Flood-hit communities across England and Wales are bracing themselves for more heavy rain, with the Met Office issuing weather warnings for the next four days.

Hundreds of homes have been flooded and many more evacuated following the torrential downpours brought on by Storm Dennis.

The Environment Agency is warning that further flooding is possible as river levels continue to rise in some areas.

Water is pumped from house surrounded by flood near River Severn

Heavy flooding engulfs homes in Worcestershire

As of 3am on Wednesday, six severe flood warnings are in place in England – signifying there is a danger to life.

There are no longer any severe warnings in Wales – but five areas are being told that flooding is expected and immediate action is required.

Levels on the Rivers Wye and Severn are expected to remain especially high into the weekend after both broke records this week.

There are fears the Severn could break through flood barriers, threatening homes and properties in the Midlands.

The Environment Agency’s executive director of flood and coastal risk management, John Curtin, said: “We expect further disruptive weather into Wednesday and Thursday, bringing a significant flood risk to the West Midlands, and there are flood warnings in place across much of England.”

The yellow warnings for rain – which means there could be damage to homes and travel disruption – are also in place in parts of England and Wales until Saturday.

This includes northern and southern parts of Wales, as well as parts of Lancashire, on Wednesday and Thursday.

Later in the week, the warnings cover parts of Yorkshire.

In some areas, the water levels are continuing to rise
In some areas, the water levels are continuing to rise

West Mercia Police says around 384 properties have been “significantly impacted by the floods” across Worcestershire, Herefordshire and Shropshire.

Five people have died during the storm, including a woman who was swept away by floodwater near Tenbury in Worcestershire.

Mountain rescue teams in Monmouth, Wales, rescued an elderly man from his home on a flooded road by breaking down his back door with a sledgehammer and moving him to safety on a raft.

Meanwhile, neighbours used canoes to reach their local Lidl supermarket.

Welsh Water also asked people in the town to reduce their drinking water usage after a treatment works flooded.

An elderly man is rescued from his home in Monmouth
An elderly man is rescued from his home in Monmouth

In Hereford and Worcestershire, residents have been urged to remain “vigilant”.

The area’s EA manager, David Throup, said: “There may be some short-term drops in levels but they may well rise again. We’re certainly not out of the woods yet, there is quite a long way to go with this flood.”

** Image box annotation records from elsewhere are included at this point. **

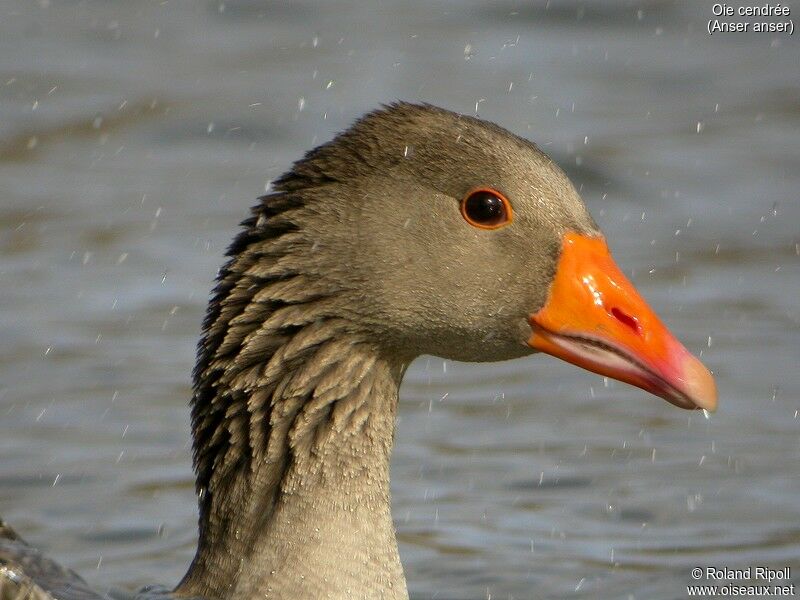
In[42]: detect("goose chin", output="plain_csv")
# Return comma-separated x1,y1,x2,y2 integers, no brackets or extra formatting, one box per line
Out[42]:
529,324,716,411
528,232,717,411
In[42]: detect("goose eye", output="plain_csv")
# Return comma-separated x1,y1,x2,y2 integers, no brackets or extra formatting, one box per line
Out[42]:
461,188,513,229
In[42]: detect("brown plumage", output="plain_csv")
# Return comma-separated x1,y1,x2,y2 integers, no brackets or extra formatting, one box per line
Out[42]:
3,103,680,600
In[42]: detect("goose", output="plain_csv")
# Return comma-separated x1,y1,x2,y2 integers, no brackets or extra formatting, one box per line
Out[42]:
0,102,717,600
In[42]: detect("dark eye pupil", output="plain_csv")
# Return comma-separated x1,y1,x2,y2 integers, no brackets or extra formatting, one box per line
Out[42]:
464,192,505,225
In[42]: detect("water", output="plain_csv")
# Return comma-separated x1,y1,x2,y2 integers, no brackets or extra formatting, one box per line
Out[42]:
0,0,800,599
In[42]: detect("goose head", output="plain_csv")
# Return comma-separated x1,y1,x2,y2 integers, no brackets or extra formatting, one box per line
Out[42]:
276,103,716,410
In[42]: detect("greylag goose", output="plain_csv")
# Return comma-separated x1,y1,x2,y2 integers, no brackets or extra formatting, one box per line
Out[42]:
0,103,716,600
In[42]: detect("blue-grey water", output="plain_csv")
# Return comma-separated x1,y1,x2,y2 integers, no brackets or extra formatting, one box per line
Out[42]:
0,0,800,600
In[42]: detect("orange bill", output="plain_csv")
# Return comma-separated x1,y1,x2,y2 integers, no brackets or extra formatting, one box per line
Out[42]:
528,232,717,411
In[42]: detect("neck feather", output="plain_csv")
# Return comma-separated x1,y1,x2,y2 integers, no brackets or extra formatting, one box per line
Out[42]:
176,194,406,599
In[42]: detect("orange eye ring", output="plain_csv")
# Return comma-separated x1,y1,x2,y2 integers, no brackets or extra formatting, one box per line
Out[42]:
461,187,514,229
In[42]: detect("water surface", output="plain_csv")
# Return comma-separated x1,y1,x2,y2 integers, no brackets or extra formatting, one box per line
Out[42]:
0,0,800,600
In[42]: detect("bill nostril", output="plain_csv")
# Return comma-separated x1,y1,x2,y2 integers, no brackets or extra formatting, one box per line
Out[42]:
611,306,642,335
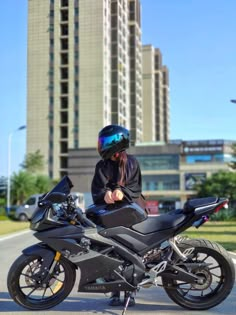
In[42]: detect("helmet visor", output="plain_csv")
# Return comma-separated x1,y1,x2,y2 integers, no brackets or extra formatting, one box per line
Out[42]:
98,134,124,152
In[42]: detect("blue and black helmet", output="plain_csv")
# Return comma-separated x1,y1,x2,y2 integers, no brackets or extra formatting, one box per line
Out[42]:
98,125,129,160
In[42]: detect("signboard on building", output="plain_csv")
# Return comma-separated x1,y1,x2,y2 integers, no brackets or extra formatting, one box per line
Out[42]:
184,173,206,190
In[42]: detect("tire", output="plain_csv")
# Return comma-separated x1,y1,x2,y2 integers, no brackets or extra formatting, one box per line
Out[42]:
7,254,76,310
162,239,235,310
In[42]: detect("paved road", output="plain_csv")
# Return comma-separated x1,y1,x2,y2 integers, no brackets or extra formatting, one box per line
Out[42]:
0,232,236,315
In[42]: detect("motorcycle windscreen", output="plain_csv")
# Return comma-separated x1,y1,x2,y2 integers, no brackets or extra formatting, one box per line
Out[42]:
41,176,73,200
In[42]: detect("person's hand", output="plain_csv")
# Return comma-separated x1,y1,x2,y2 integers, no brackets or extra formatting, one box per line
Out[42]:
104,190,114,204
112,189,124,201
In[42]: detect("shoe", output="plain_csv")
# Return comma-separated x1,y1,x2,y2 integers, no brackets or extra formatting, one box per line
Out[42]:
108,296,122,306
124,296,135,307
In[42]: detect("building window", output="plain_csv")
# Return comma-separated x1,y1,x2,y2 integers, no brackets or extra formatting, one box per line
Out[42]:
137,154,179,170
142,175,180,191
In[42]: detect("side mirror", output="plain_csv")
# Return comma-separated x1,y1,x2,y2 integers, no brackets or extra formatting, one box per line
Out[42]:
43,192,67,203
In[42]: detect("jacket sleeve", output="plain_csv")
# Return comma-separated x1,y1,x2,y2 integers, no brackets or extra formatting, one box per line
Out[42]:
91,161,109,203
121,158,142,199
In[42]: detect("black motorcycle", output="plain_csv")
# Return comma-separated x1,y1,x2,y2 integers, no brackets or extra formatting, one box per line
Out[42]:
7,176,235,314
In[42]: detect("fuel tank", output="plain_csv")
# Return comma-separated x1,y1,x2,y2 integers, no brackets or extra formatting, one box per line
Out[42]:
86,202,147,228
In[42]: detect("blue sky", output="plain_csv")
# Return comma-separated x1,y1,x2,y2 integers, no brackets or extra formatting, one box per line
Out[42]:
0,0,236,177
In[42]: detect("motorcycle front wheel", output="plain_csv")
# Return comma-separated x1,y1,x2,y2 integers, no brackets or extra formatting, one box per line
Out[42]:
162,239,235,310
7,254,76,310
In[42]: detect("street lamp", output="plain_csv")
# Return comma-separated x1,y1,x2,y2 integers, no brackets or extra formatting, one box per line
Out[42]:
7,126,26,214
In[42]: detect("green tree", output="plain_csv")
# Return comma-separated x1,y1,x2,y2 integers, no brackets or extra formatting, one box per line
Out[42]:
21,150,44,173
11,171,35,204
228,143,236,170
35,175,52,194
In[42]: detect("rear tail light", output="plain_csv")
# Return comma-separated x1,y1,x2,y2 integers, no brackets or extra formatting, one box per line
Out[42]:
214,200,229,213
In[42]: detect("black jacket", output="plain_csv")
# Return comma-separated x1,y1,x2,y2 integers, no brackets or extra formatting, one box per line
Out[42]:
91,154,142,204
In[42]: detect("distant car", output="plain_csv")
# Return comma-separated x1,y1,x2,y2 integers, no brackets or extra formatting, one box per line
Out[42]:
14,192,84,221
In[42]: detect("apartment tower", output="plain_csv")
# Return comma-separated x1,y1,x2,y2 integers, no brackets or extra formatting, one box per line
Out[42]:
27,0,142,178
142,45,169,142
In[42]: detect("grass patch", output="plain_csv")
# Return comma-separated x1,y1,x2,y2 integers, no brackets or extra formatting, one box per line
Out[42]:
182,221,236,252
0,219,29,235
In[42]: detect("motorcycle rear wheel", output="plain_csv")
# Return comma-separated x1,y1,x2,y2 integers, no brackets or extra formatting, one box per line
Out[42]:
7,254,76,310
162,239,235,310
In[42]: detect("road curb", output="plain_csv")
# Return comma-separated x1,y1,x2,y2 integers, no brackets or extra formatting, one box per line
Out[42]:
0,229,31,242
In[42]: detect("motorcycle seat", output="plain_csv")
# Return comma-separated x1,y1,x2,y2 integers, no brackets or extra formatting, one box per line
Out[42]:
132,210,186,234
183,197,218,213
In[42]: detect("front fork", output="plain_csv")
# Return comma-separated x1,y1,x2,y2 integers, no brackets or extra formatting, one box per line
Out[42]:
38,252,61,287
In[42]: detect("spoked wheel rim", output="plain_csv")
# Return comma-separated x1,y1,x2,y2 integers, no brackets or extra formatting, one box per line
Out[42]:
173,251,225,303
18,257,66,304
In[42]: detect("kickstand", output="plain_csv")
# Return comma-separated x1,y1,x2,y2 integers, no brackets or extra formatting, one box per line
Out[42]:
122,294,131,315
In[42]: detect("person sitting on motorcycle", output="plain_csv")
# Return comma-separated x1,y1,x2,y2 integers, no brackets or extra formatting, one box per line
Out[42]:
91,125,145,306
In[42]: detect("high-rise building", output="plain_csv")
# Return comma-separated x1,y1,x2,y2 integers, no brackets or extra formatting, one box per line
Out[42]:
142,45,169,142
27,0,168,178
129,0,143,145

The government has now pledged to give affected homeowners up to £500 of relief.

The communities department has also pledged those hit severely by the rising water levels will not have to pay any council tax or business rates for at least three months.

A woman is rescued from floodwaters in Whitchurch, Herefordshire
A woman is rescued from floodwaters in Whitchurch, Herefordshire

Communities Secretary Robert Jenrick said: “Storms Dennis and Ciara have severely impacted a large number of households and businesses – and I recognise how destabilising this can be.

“This extra support, including new funding, will help people in the worst-hit areas to recover and get back on their feet as soon as possible.”

Shadow environment secretary Luke Pollard has said the move “smacks of being a desperate PR exercise” after the government defied calls to convene its emergency response committee – known as COBRA – over the flooding.

“You can’t build flood barriers with government press releases and a decade of cuts to flood defence budgets can’t be undone by hurried announcements,” Mr Pollard said.